A smartjack is an input/output (I/O) device running logic, such as software, that is installed between the telecommunications switch (Telco) and a CPE switch or router in a local loop on the customer end. A typical smartjack is a box that has a Telco-side RX/TX port and a customer or CPE-side RX/TX port.
A smartjack is activated remotely by an administrator when link testing is to be performed. When in test mode the smartjack is caused to physically loop every bit received on the RX link of a port to the corresponding TX link of the same port. The data frames sent to the box are received back over the same line without any modifying of the structure. The loop-back testing technique is a standard and is well known in the art as a method of determining whether a detected network fault is somewhere in the transmission network or on the customer site of a connection-oriented link When the device is not in test mode, it remains in a transparent pass through mode where every bit received (RX) on one port is sent on through to the transmit line (TX) on the opposite port the box transmitting data as such bi-directionally.

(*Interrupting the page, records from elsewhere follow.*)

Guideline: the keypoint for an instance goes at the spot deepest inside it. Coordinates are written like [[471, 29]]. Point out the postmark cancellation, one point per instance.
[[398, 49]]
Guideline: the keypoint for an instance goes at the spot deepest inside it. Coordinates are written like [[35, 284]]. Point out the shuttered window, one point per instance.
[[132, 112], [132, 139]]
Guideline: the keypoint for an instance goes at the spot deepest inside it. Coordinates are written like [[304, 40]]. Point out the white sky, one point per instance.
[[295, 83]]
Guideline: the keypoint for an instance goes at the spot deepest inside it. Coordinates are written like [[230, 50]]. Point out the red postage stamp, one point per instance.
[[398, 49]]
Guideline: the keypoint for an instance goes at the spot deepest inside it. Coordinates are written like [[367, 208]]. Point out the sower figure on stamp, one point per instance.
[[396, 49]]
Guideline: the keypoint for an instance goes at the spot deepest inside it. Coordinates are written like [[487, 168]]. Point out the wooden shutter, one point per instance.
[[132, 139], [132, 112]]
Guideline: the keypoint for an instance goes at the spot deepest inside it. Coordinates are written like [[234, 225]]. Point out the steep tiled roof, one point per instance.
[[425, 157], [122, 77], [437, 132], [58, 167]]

While a smartjack of prior-art enables fault testing and isolation on a TDM connection-oriented data link, it cannot be used with newer packet-switched or connectionless network lines, for example those using Transfer Control Protocol/Internet Protocol (TCP/IP) including Ethernet network technologies. For example, if a data packet were transmitted to a prior-art smartjack installed in a connectionless link, and it were to be returned to the source station unchanged from the same port it would be rejected by the sending station as not being addressed to the sending station. This is because data packet headers (IP or Ethernet) must be addressed for source (sender) and destination (receiver) according to request/response protocols.
If the destination address header field of a data packet for send is set to the address of the sending station while at the sending station then the packet could not be sent. In other words, data loops are not permissible in a connectionless architecture. Attempting a software workaround to this problem is also not productive, because if the packet could be transmitted from the sending station having the destination address of the sending station then the software at the CPE switch or router could not properly forward the packet.
Therefore, what is clearly needed is a fault-testing device somewhat similar to a smartjack that can provide the same fault testing services using a point-to-point tunneling protocol for a packet-switched network line.